Categorized | Canadian Politics

TTC urged to look elsewhere for new streetcars after Bombardier delay

Posted on 13 July 2017 by admin

Existing contract with Quebec-based company contains an option for 60 additional cars, but TTC commissioner wants to consider buying from other firms.

Toronto’s deputy mayor wants the TTC to seek out other potential suppliers for the agency’s next streetcar purchase, following repeated production delays to the current order from Bombardier.

In a motion going before the TTC board on Wednesday, Deputy Mayor Denzil Minnan-Wong, who is also a TTC commissioner, requests that the agency “conduct a market sounding and prequalification process” to determine whether there are other companies interested in bidding on future contracts for light rail vehicles.

The current $1-billion order from Bombardier is for 204 streetcars, with an option to purchase an additional 60 vehicles.

The option is estimated to cost $361 million, and is currently not funded in the TTC’s budget. Under the terms of the Bombardier deal the option is supposed to be exercised by the time the 60th car of the order is delivered, which will happen in November if the Quebec-based company sticks to its latest revised production schedule.

“We may or may not exercise that option. But our current provider, Bombardier, has a less than outstanding record of delivery,” said Minnan-Wong in an interview.

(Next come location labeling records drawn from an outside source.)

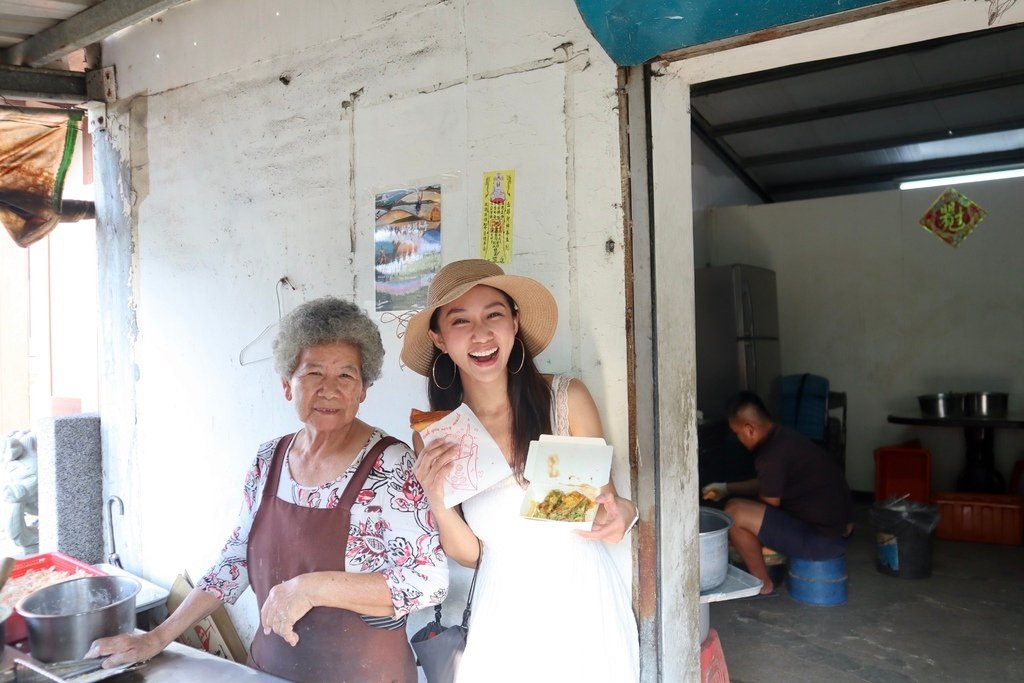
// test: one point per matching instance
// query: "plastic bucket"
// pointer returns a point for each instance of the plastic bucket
(903, 538)
(818, 582)
(906, 554)
(714, 545)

He said seeking out other potential suppliers now “gives us the opportunity to make an informed, educated choice.” He warned that if the TTC doesn’t test the market early, “we could be in a situation where the commission might say, we don’t have time to go out to the marketplace to see if there are other companies out there.”

TTC CEO Andy Byford said he supports Minnan-Wong’s motion. “I think it makes sense to keep our options open,” he said.

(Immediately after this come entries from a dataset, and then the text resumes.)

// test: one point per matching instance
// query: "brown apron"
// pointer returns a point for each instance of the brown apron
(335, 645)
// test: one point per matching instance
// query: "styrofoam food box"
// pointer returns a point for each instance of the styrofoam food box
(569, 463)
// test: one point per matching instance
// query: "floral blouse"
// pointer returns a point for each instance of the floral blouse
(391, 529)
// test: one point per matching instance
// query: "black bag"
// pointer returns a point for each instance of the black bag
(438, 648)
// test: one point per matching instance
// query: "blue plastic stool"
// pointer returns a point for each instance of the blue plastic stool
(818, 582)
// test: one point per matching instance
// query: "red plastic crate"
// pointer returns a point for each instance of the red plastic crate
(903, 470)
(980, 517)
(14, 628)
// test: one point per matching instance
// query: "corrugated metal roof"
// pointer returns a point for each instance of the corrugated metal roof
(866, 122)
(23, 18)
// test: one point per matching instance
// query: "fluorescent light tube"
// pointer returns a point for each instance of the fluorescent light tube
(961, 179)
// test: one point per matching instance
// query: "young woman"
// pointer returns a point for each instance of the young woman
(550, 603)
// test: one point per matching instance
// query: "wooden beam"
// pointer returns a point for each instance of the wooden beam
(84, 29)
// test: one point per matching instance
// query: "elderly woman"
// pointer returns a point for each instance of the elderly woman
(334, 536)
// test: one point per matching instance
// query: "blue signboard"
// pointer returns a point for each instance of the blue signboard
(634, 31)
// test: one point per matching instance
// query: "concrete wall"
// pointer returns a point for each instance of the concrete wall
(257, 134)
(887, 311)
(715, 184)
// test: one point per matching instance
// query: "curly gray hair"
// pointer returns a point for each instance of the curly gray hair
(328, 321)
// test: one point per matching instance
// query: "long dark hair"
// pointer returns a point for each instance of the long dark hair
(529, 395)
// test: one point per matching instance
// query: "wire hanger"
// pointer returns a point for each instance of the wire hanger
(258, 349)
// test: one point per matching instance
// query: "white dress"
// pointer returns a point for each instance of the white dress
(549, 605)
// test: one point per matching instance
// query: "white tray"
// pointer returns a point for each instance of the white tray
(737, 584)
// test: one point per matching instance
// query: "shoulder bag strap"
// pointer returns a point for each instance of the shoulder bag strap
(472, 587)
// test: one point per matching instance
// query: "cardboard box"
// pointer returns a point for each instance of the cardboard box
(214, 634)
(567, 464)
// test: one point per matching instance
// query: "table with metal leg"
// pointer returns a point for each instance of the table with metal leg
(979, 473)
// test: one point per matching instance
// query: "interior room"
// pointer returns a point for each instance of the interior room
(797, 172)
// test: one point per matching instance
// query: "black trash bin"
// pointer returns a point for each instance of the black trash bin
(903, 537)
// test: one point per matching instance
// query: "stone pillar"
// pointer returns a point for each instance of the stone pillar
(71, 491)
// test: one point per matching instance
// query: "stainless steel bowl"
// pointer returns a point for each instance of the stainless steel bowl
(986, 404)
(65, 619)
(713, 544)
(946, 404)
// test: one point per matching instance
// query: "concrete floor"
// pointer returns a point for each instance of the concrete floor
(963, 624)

Byford said that despite cooling ridership growth, the agency still expects it will need the extra cars to cope with future transit demand. The additional 60 vehicles would increase the capacity of the TTC’s streetcar network by 70 per cent compared to the old vehicle fleet.

The CEO said that the TTC won’t be rushed into any decisions, however, and it’s the agency’s position that it shouldn’t necessarily be bound to exercising the option by the 60th car. He said the option date should be negotiable.

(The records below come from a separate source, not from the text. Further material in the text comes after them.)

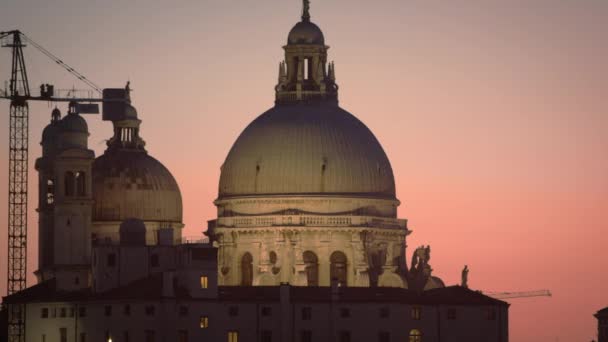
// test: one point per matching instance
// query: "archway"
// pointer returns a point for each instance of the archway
(247, 270)
(312, 268)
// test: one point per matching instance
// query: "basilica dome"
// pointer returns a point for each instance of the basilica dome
(306, 149)
(129, 183)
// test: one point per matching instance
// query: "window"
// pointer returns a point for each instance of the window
(182, 336)
(247, 270)
(69, 183)
(451, 313)
(150, 335)
(63, 335)
(150, 310)
(233, 336)
(312, 268)
(266, 336)
(266, 311)
(344, 336)
(337, 271)
(491, 314)
(384, 336)
(204, 282)
(204, 322)
(154, 260)
(81, 184)
(111, 260)
(305, 336)
(416, 313)
(415, 335)
(306, 313)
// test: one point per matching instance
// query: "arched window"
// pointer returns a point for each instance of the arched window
(69, 183)
(247, 270)
(338, 268)
(81, 184)
(312, 268)
(415, 335)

“I don’t think it’s in Bombardier’s interest to be rigid on one element of the deal when they have clearly failed on another element of it,” he said.

Under the terms of the original contract with Bombardier, the company was supposed to have delivered roughly 130 of the new cars by now. Instead the TTC has just 39.

The cars the agency does have are also not yet meeting reliability targets, but the TTC is confident that their performance will improve by the time the order is complete.

Bombardier maintains that it has overcome its production problems, and will meet the original target of delivering all 204 cars by 2019.

“A year ago Bombardier implemented an important turnaround plan of its operations and has since met every quarterly delivery commitment ‎to the TTC,” said spokesperson Marc-Andre Lefebvre in an email.

He said that “Bombardier has an established manufacturing and supplier base geared toward meeting the needs of the TTC” and would “be able to meet any future order from our customer,” including the 60-car option.

According to Byford, there would be some drawbacks to running a mixed fleet made up of vehicles from two different companies, but they would be relatively minor. Operators and mechanics would have to familiarize themselves with two different vehicle types, for instance, and the vehicles would require two sets of spare parts.

Once the favoured supplier of light rail vehicles for the Toronto area, Bombardier signed major contracts with the TTC and Metrolinx, the provincial transit agency for the Greater Toronto and Hamilton Area, at the turn of the decade.

But recently the company has seen its competitors gain ground as its production woes mounted.

In May, Metrolinx announced it had signed a $528-million deal with French-based Alstom for 61 light rail vehicles. The province described the order as a backup to a troubled, $770-million order from Bombardier for 182 cars, which has also been delayed.